Saturday, May 22, 2010

Yet another incident involving apparent right-wing extremists

It's beginning to emerge that the two men who shot and killed two police officers and wounded two more before being killed themselves in West Memphis, Arkansas, on Thursday were probably white supremacists from a small operation in southern Ohio.
Nerdified link

Might as well read the rest, but I will point to some data on right-wing violence reported at the end of the article:
A recent study by the National Consortium for the Study of Terrorism and Responses to Terrorism lays out in painful detail the very real threat that right-wing extremists pose to people in law enforcement:
Research led by Dr. Joshua D. Freilich (John Jay College, CUNY) and Dr. Steven Chermak (Michigan State University) and funded by the National Consortium for the Study of Terrorism and Responses to Terrorism (START) has revealed a violent history of fatal attacks against law enforcement officers in the United States by individuals who adhere to far-right ideology.

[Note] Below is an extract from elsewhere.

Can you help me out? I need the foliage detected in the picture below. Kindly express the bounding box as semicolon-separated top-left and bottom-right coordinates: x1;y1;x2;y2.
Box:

* In the United States, 42 law enforcement officers have been killed in 32 incidents in which at least one of the suspects was a far-rightist since 1990.

* 94% of these incidents involved local or state law enforcement. Only two events—high-profile attacks at Ruby Ridge and at the Murrah Building in Oklahoma City—involved federal agents. Much more common are events like the tragic Pittsburgh triple slayings.

* Attacks on police by far-rightists tend to occur during routine law enforcement activities. 34% of the officers killed by far-rightists were slain during a traffic stop, and a number of law enforcement officers have been killed while responding to calls for service similar to the domestic violence call that precipitated the Pittsburgh murders.

* Firearms were the most common type of weapon used during these fatal anti-police attacks. 88% of the incidents involved guns, while only 6% involved explosives and 6% involved knives. 81% of the victims were killed by guns.

* Only 12% of the suspects in these attacks were members of formal groups with far-right ideologies. The vast majority—like Poplawski—acted alone. This greatly complicates law-enforcement efforts to anticipate which individuals might pose a threat to police officers.

* Beyond these law enforcement murders, far-right violence presents a broader threat to national security and American citizens. Since 1990, far-rightists have been linked to more than 275 homicide incidents in 36 states. These crimes have resulted in the more than 530 fatalities, including the 168 victims murdered by Timothy McVeigh when he bombed the Alfred P. Murrah Federal Building in Oklahoma City. The vast majority of these suspects are white and male, with almost 70% being 30 years old or younger.